Variable (Market Dependent)
D. cHIPs Allocation
A dedicated allocation of Nunchi protocol points reserved solely for Turtle LPs.
Long-term protocol upside
Target Blended APY: 15% - 25%+ (Net of hedging costs).
5. Risk Analysis & Mitigations
1. Basis Risk & Funding Rates
The Risk: To maintain delta-neutrality on the HYPE bond, the vault holds a Short HYPE-PERP position. If funding rates turn deeply negative, the vault pays funding.

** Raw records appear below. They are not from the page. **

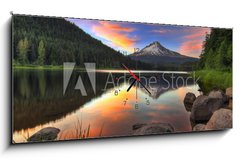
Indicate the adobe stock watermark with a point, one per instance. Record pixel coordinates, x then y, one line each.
152 81
68 68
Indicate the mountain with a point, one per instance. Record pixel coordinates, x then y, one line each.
157 54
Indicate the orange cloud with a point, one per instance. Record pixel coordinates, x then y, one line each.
193 41
162 31
116 34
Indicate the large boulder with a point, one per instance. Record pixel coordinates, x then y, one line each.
203 108
199 127
153 128
188 100
45 134
221 119
229 92
218 94
229 95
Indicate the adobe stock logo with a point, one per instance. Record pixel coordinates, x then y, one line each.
68 68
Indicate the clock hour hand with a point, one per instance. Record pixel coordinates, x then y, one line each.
131 85
144 87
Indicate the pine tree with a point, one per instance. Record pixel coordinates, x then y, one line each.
23 48
41 53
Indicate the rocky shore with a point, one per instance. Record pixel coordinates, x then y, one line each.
210 112
207 112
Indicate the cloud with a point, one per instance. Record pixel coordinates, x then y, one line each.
161 31
192 41
116 33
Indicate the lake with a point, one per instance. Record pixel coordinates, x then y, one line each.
39 102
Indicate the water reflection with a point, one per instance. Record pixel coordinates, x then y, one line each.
39 102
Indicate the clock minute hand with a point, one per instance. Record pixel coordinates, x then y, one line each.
136 78
131 73
131 85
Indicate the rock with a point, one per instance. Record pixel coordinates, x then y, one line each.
137 126
199 127
188 101
45 134
229 92
219 95
229 104
221 119
154 128
203 108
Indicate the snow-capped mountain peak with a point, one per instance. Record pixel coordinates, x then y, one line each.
155 49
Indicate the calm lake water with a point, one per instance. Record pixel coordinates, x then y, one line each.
39 102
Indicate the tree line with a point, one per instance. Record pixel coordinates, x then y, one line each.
53 41
217 50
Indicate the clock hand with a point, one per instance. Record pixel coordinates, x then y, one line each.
136 78
144 87
131 73
131 85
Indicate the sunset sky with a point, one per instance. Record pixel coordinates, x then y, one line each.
125 36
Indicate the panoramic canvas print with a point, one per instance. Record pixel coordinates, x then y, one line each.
75 79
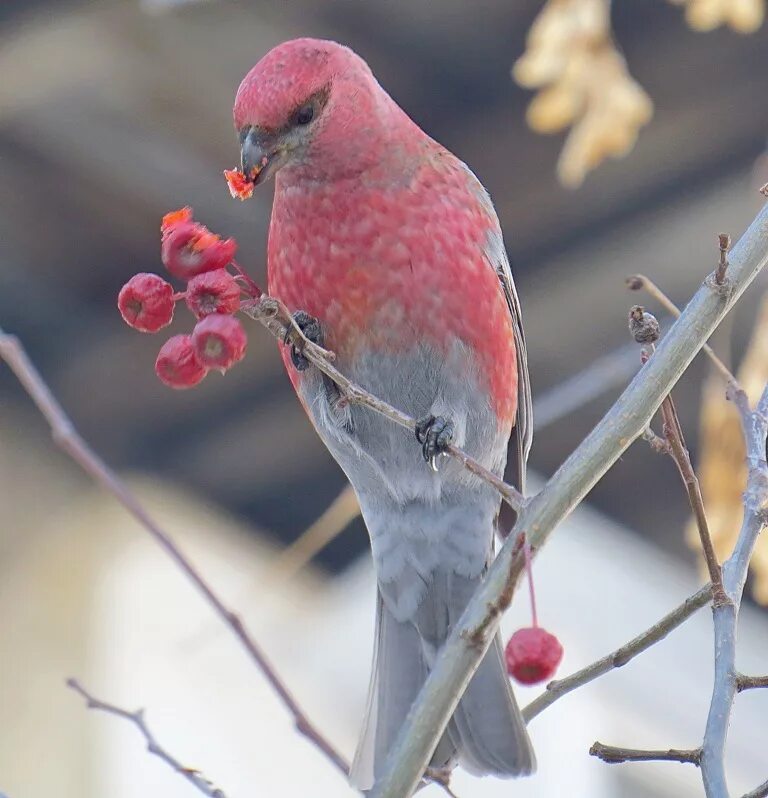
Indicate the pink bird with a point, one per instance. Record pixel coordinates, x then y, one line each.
389 250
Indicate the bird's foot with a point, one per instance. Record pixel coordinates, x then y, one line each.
310 326
434 433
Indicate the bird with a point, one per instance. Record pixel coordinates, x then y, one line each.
388 251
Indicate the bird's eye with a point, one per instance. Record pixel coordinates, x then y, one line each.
305 114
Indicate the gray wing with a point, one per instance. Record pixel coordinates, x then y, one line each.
496 253
522 432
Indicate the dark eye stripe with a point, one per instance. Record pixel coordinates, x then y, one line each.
305 115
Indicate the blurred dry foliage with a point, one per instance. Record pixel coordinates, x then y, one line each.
744 16
722 467
583 81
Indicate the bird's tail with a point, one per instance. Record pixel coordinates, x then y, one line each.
486 733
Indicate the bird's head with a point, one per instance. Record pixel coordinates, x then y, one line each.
313 107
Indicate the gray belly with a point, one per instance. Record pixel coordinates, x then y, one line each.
419 521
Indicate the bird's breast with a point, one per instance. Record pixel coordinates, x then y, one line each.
386 270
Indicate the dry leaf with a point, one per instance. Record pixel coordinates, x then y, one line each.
744 16
584 83
722 467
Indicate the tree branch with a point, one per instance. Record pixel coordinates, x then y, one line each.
614 755
640 281
65 436
750 682
624 422
621 656
759 792
679 452
725 616
192 775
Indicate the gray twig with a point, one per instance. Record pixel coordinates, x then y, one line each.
615 755
760 791
750 682
621 656
755 424
192 775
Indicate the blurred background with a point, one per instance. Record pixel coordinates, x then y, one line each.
114 112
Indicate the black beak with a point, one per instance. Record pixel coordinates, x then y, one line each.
257 152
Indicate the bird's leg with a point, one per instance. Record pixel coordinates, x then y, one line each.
434 433
310 326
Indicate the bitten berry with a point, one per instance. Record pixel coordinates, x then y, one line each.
219 341
177 364
532 655
189 248
172 218
213 292
146 302
240 186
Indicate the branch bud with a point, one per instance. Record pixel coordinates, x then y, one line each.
643 327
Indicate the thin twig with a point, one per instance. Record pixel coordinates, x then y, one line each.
725 685
724 241
624 422
750 682
640 281
621 656
65 436
760 791
614 755
679 452
645 329
192 775
276 317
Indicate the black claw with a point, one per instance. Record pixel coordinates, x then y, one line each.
310 326
434 433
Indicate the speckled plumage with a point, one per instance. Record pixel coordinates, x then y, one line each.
392 243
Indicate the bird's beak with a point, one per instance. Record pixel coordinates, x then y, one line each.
260 155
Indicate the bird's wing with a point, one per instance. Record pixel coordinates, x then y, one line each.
496 253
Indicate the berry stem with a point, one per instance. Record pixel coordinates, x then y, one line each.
529 574
251 287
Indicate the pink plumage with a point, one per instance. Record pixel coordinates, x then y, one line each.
392 244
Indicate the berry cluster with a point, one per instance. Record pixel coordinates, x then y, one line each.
201 259
532 654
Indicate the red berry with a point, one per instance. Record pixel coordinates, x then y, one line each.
213 292
189 248
240 186
219 341
146 302
172 218
533 655
177 364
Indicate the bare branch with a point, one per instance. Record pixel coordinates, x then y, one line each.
755 424
621 656
640 281
274 315
762 790
192 775
750 682
679 452
625 421
724 241
65 435
615 756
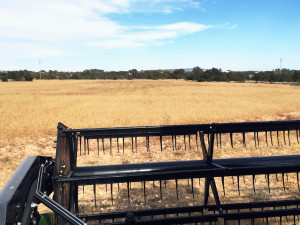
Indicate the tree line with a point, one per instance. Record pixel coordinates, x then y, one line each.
196 74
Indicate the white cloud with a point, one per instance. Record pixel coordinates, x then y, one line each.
40 25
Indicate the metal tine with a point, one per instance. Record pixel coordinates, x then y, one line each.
80 145
111 193
222 178
173 142
253 181
238 181
283 181
135 143
84 145
147 141
192 181
268 180
144 190
123 144
176 183
118 144
298 180
160 191
280 220
271 137
128 194
98 145
110 145
103 149
132 143
95 194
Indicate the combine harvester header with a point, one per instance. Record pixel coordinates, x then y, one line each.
161 192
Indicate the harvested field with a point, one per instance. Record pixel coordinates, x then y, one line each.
30 112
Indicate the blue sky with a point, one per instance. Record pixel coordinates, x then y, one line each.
73 35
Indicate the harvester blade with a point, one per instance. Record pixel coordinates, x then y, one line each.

The Mitigant: The vault dynamically manages the size of the basis trade. If the cost of the hedge exceeds the premium captured from selling YTs on Pendle, the vault unwinds the position and reallocates capital to Strategy B (Market Making).
2. Smart Contract & TEE Risk
The Risk: Standard DeFi contract exploits or TEE side-channel attacks.
The Mitigant: Nunchi separates off-chain execution from on-chain settlement. Matching is done inside AWS Nitro Enclaves, backed by cryptographic attestations. On-chain contracts rely on strict "Bouncer" logic that guarantees solvency and mathematically bounds maximum daily drawdown to 2.5% of TVL.
3. Impermanent Loss (Pendle AMM)
The Risk: Temporary divergence in PT/SY pricing.
The Mitigant: PT-nHYPE and SY-nHYPE converge to exactly 1:1 at maturity. Pendle’s V2 AMM is designed specifically to minimize residual IL for yield-bearing assets.
Key Takeaways
The Nunchi Stablecoin Vault represents a rare opportunity to capture the lucrative yields of early-stage protocol deployment and retail point-speculation without taking directional crypto exposure.
By utilizing a basis strategy to solve the HIP-3 bootstrapping phase, and a TEE-backed market maker to capture exchange spreads, this facility offers institutional-grade risk management applied to highly unoptimized DeFi yields.